The Inquirer & Commercial News
- Type: Weekly newspaper
- Owner(s): Edmund Stirling, Robert John Sholl
- Founded: 4 July 1855
- Headquarters: St Georges Terrace, Perth

= The Inquirer & Commercial News =

Former newspaper in Perth, Western Australia

The Inquirer & Commercial News was a newspaper published in Perth, Western Australia from 1855 to 1901.
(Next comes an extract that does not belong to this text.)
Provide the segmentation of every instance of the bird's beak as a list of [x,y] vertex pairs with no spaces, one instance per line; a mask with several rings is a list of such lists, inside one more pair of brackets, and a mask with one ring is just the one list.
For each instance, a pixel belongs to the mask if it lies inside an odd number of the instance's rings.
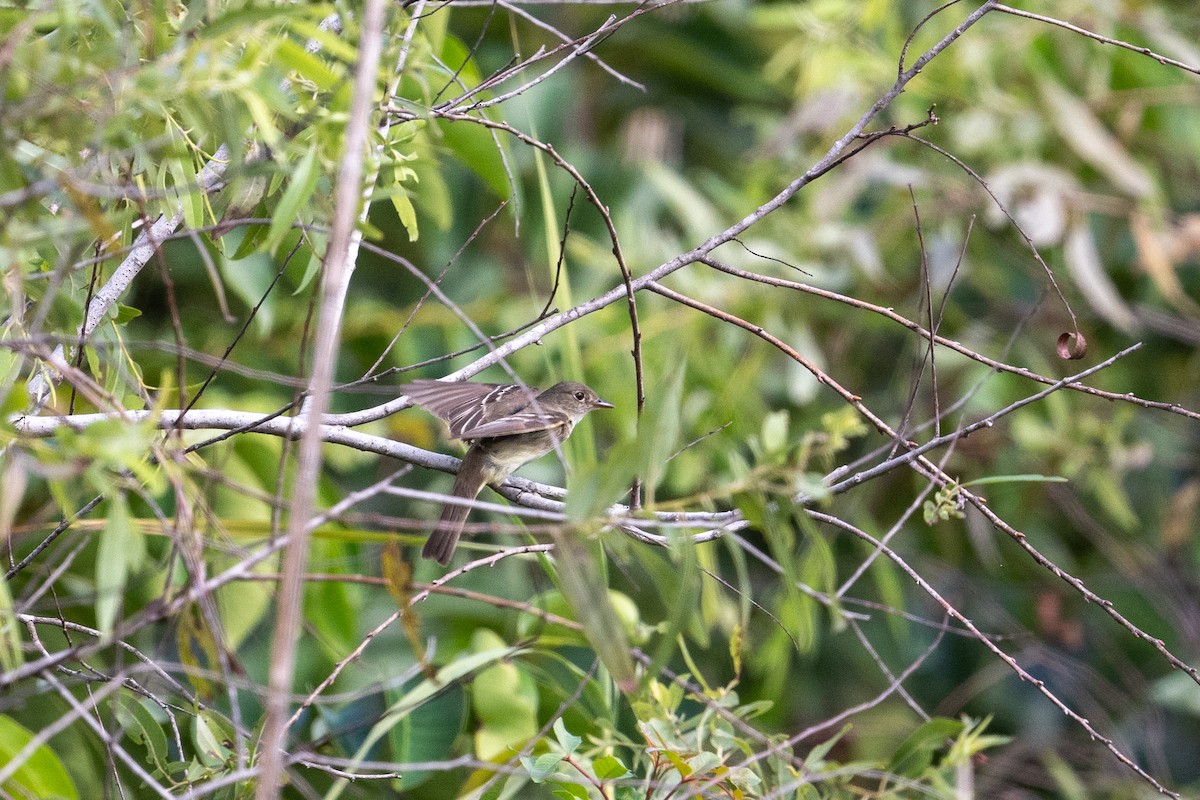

In May 1847, Edmund Stirling acquired The Inquirer from Francis Lochée, who established the paper in August 1840 together with William Tanner. Tanner disposed of his interest in the paper in June 1843. In July 1855, The Inquirer merged with The Commercial News and Shipping Gazette, which was owned by Robert John Sholl, to form The Inquirer & Commercial News, in the joint ownership of Sholl and Stirling. Stirling's eldest son John joined the paper around 1863 and operated the paper with his father when Sholl left. In 1878, Stirling's three other sons Horace, Frederick and Baldwin joined the paper, trading as Stirling & Sons. When Stirling retired, his three sons took control of the paper as Stirling Bros. On 6 July 1886, it incorporated the Morning Herald. On 17 February 1893, the paper changed format and became the Inquirer and Commercial News Illustrated until 28 December 1894, when it reverted to The Inquirer & Commercial News. In the 1880s, the Daily News traced its history to the establishment of The Inquirer. In July 1882, The Stirling brothers launched the Daily News and in June 1901, the paper was incorporated into the Daily News.

==Publishing details==
Its publication history is complex:

The publisher varies:
- Stirling, Sholl and Company to 10 January 1866;
- Stirling and Son from 17 January 1866 – 27 March 1878;
- Stirling Bros. 3 April 1878 – 26 July 1882;
- Baldwin King Stirling from 2 August 1882 – 6 September 1882;
- Baldwin King Stirling for the proprietors Stirling Bros. from 13 September 1882 – 4 February 1891;
- Horace George Stirling for Stirling Bros and Co. Limited from 6 February 1891 – 28 December 1894;
- William Patrick Keeley for Stirling Bros. and Co. Limited from 4 January 1895 – 10 January 1896;
- Robert Philip Mansfield for Stirling Bros. and Co. Limited from 17 January 1896 – 1 January 1897;
- James Spargo Nicholls for Stirling Bros. and Co. Limited from 8 January 1897 – 18 February 1898;
- Robert Philip Mansfield for Stirling Bros. and Co. Limited from 25 February 1898 – 29 June 1900;
- Archibald Davidson for Stirling Bros. and Co. Limited from 2 July 1900 – 28 June 1901.

Journal Dates: Vol. 15, no. 773, new series, no. 1 (4 July 1855)-v. 61, no. 3349 (28 June 1901)

It was weekly on Wednesday until 21 March 1888; twice weekly on Wednesday and Friday from 23 March 1888 – 10 February 1892; twice weekly on Wednesday and Saturday from 13 February 1893 – 11 February 1893; weekly on Friday from 17 February 1893.